By Dave Dempsey
During national Drinking Water Week (May 3-9), how can we overlook one of our major drinking water sources?
A resident of Lansing for many years, I once asked several local friends where they thought the city’s drinking water came from. Two said the Grand River, one said “a reservoir someplace.”
All three were wrong, but they deserve no blame. They are among many Michiganders who don’t know that 45% of the state’s population depends on groundwater for drinking, bathing and household uses.
That proportion includes major urban complexes like Lansing and Kalamazoo, and 99% of rural residents of the state, who depend on their own individual wells.
As is the case with surface water sources of drinking water, those who depend on city or individual wells cannot always count on the water that comes out of their taps to be safe for consumption.
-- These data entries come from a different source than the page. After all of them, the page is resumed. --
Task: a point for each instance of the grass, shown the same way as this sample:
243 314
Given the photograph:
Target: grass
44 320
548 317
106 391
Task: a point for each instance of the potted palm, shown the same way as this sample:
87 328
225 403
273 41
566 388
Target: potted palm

In fact, individual wells may pose a greater risk, because there is no routine government monitoring of them for contaminants. Utilities that provide groundwater-sourced drinking water must test and analyze frequently.
FLOW has made a major commitment to protect groundwater as a drinking water source. Our report, The Sixth Great Lake, details the contamination issues menacing Michigan’s groundwater and offers solutions.
The first step toward solutions is awareness. To advance public knowledge of groundwater, we’ve created a story map that illustrates the wonder as well as the waste of this resource. Groundwater springs feed the headwaters of rivers. A steady flow of cold, clean groundwater is essential to the health and productivity of trout streams and supports rare wetlands. And of course, it supplies vital drinking water for millions of Michiganders.
We encourage you to start a journey toward groundwater awareness with the story map, and proceed from there to learn about the drinking water that groundwater supplies. In the end, only a well-informed citizenry can assure our groundwater is protected. Join us in calling for the public policy and private practice reforms that will assure safe, clean drinking water for over four million Michiganders.